Who is winning Afghanistan war? US officials increasingly disagree.
Gen. David Petraeus is on Capitol Hill this week to give a positive message about the course of the Afghanistan war. But some key US officials disagree with his assessment.
Gen. David Petraeus, commander of US and NATO forces in Afghanistan, testifies on Capitol Hill in Washington Tuesday before the Senate Armed Services Committee hearing on the Afghanistan war.
AP
Washington
Gen. David Petraeus travels to Capitol Hill this week, eager to convince an increasingly skeptical American public that the Afghanistan war is worth the effort – and that it is going well, too.
Skip to next paragraphAs he appears in Washington, nearly two-thirds of Americans no longer believe that the Afghanistan war “has been worth fighting,” according to a new Washington Post/ABC News poll. Moreover, there are distinct differences emerging between US commanders’ appraisal of US progress on the ground and that of US intelligence officials.
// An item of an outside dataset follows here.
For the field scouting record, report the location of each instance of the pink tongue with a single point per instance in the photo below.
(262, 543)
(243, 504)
Some are particularly striking. Petraeus, the commander of US forces in Afghanistan, tends to point to “uneven progress” that remains “fragile and reversible," a description he used frequently for Iraq as well. In testimony before the Senate Armed Services Committee Tuesday, he said there had been “significant” progress on the ground in Afghanistan.
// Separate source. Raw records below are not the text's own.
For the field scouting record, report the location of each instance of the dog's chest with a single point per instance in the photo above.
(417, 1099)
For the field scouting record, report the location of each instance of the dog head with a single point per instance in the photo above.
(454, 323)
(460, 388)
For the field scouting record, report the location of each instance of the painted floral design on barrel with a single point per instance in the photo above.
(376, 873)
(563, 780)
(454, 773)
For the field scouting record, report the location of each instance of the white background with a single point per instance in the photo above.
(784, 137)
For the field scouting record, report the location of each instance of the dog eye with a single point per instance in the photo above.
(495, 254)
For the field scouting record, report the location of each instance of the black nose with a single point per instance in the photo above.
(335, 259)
“The momentum achieved by the Taliban in Afghanistan since 2005 has been arrested in much of the country and reversed in a number of important areas,” he added. He is expected to repeat these assurances before the House Armed Services Committee Wednesday.
Difference of opinion
Yet this view stands in contrast to the assessment that Director of National Intelligence James Clapper and Lt. Gen. Ronald Burgess, director of the Defense Intelligence Agency, provided in their Senate testimony last week. Burgess, for his part, noted that while the Taliban is under more pressure than ever before, the insurgent group is resilient and tenacious, and that its influence remains pervasive throughout much of the country.
Although the Taliban have taken “tactical losses, they continue to maintain influence over much of the local population, particularly outside urban areas,” he told the committee.